Recommender Systems and Collaborative Filtering - Walkthrough
This is a walkthrough of Collaborative Filtering that I wrote for a class.
Summary
Every user on the internet today is faced with an overwhelming set of choices on almost every website he/she visits. Be it Facebook, Spotify, Amazon or Google, there is a need to filter, rank and deliver relevant information quickly in order to alleviate the problem of information overload. Recommender systems are used in almost every major website these days to solve this problem by searching through a large volume of dynamically generated information to provide users with personalized content and services.

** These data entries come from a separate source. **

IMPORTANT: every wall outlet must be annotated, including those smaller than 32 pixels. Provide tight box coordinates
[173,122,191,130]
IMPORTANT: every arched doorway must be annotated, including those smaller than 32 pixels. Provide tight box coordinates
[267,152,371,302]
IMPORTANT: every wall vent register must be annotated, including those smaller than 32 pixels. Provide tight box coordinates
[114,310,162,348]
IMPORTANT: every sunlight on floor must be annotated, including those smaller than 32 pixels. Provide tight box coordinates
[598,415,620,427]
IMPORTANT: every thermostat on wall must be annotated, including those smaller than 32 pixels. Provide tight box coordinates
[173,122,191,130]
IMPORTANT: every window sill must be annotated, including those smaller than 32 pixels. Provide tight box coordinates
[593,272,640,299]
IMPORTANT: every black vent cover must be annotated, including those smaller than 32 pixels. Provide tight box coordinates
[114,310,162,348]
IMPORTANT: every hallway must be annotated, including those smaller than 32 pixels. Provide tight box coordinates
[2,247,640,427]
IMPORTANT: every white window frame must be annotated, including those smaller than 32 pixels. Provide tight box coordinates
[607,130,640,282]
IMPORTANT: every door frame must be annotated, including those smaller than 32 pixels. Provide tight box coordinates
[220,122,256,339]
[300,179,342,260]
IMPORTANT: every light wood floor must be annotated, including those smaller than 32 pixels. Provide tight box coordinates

See Figure 1 1.
After completing this walkthrough you should be able to :
-
Understand what Recommender Systems do.
-
Get a high level overview of different approaches used in Recommender Systems.
-
Understand the concept of collaborative filtering.
-
Learn how to implement collaborative filtering using low dimensional matrix factorization method.
-
Get a hands on experience on building a collaborative filtering recommender system for a real-life dataset.
Background
Recommender systems have become extremely popular in recent years. They are a subclass of information filtering systems that seek to predict the “rating” or “preference” that a user would give to an item. Applications of recommender systems include: movies, music, news, books, research articles, search queries, social tags, and products. For example, recommending news articles to on-line newspaper readers.
Basic Concepts :
User: any individual who provides ratings to a system. User who provides provides ratings ratings and user who receive receive recommendations recommendations.
Item: anything for which a human can provide a rating. Eg. art, books, CDs, journal articles, music, movie, or vacation destinations
Ratings: vote from a user for an item by means of some value. Scalar/ordinal ratings (5 points Likert scale), binary ratings like/dislike), unary rating (observed/abase of rating). Recommender systems typically produce a list of recommendations in one of two ways – through collaborative and content-based filtering.
-
Collaborative filtering: This approach is used to build a model from user’s past behaviour i.e. items previously purchased or selected and/or numerical ratings given to those items as well as similar decisions made by other users. This model is then used to predict items (or ratings for items) that the user may have an interest in.
-
Content-based filtering: This approach uses features of an item in order to recommend additional items with similar features/properties.
Sometimes the above two approaches are often combined and termed as Hybrid Recommender Systems.
The differences between collaborative and content-based filtering can be demonstrated by comparing two popular music recommender systems – Last.fm and Pandora Radio.
Last.fm creates a “station” of recommended songs by observing what bands and individual tracks the user has listened to on a regular basis and comparing those against the listening behavior of other users. Last.fm will play tracks that do not appear in the user’s library, but are often played by other users with similar interests. As this approach leverages the behavior of users, it is an example of a collaborative filtering technique.
Pandora uses the properties of a song or artist (a subset of the 400 attributes provided by the Music Genome Project) in order to seed a “station” that plays music with similar properties. User feedback is used to refine the station’s results, deemphasizing certain attributes when a user “dislikes” a particular song and emphasizing other attributes when a user “likes” a song. This is an example of a content-based approach.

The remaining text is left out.